OutsourcedIt’s that time again. Networks are inundating viewers with previews for new fall shows, many of which look just plain awful. There’s one show that stands out from the other newbies - and not necessarily in a good way. NBC’s new Thursday night comedy, Outsourced, follows manager Todd as he moves to India to run a call center that has been, well…outsourced. (Creative title, eh?) The show’s creator, Ken Kwapis, has been under a little heat from some who say the new show is promoting prejudice, but he insists that it simply isn’t true.

Just in time for Thursday’s series premiere, Kwapis took his chance to clear the air. “Are we trying to perpetuate stereotypes? Absolutely not, we're trying to explore them. We're trying to humanize these characters. This is all about putting a human face on the voice at the other end of the phone line,” he told The Hollywood Reporter. He also bolstered his argument by citing positive feedback from Indian-American test audiences.

That’s all well and good. Obviously, since the show is mired in cultural differences due to its plot, most of the advertised gags focus on superficial details between the two cultures. But while I’m happy to hear that the new show (supposedly) isn’t offending anyone, it doesn’t mean it will actually be funny.

Let’s tackle the first problem – NBC created a four-minute trailer for the series that fails to elicit more than a half-grin. (Four whole minutes, and you can’t even make me giggle? Come on.) The preview introduces us to “Mid-America Novelties,” the company that outsourced the call center, and its catalog of worthless, jokey products including the typical fake dog poop and vomit, a mug shaped like a toilet, and their crowning, trashy glory: “Jingle Jugs.” (It’s quite literally a pair of animatronic boobs mounted on a plaque that should be holding a deer’s head or at least a singing big-mouth bass. Hilarious, right? Yeah, I didn’t think so either.) This is the overarching comedic tone for the show; lowbrow toilet humor mixed with a few mildly entertaining cultural misunderstandings. That’s it, or at least that’s all that NBC is willing to show us for now.

Then there’s the problem of longevity. The growing pains of two cultures figuring out how to coexist can only last for so long. I give it three or four episodes before they’ve run the gamut of jokes about an American in India. Once they run out of these little mix-ups, all they’ll have left is a pile of fake dog poop, and then where will they be?

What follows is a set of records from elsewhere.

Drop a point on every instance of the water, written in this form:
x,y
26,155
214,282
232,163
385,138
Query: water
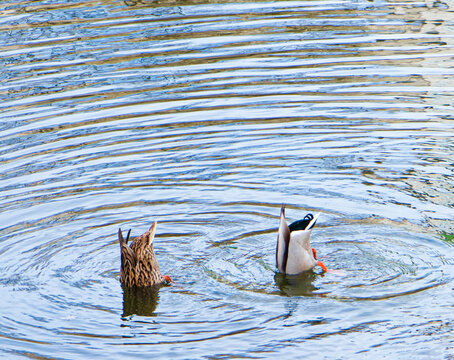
x,y
207,117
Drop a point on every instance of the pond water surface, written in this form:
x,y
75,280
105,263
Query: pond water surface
x,y
206,116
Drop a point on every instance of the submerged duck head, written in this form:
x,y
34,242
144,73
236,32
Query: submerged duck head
x,y
294,254
139,266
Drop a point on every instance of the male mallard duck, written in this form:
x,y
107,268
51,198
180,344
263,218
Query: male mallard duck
x,y
293,252
139,266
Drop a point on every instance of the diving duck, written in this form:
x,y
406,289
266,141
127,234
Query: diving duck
x,y
139,266
294,254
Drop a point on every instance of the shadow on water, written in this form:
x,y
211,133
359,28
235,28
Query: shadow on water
x,y
140,301
296,285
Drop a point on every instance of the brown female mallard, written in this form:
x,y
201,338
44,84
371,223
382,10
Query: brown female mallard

Of course there’s always the possibility that I’m just blinded by my own crocodile tears over the fact that Kwapis’ latest venture is pushing the return of Parks and Rec back to midseason. There’s a miniscule chance that a four-minute trailer simply can’t convey the show’s true hilarity, and that I’ll soon be eating my words. But it won’t be that easy when it’s sandwiched between two uniquely hilarious shows like 30 Rock and Community. If Outsourced is going to survive, it had better bring it. The problem is that it doesn’t look like it’s got a whole lot to bring.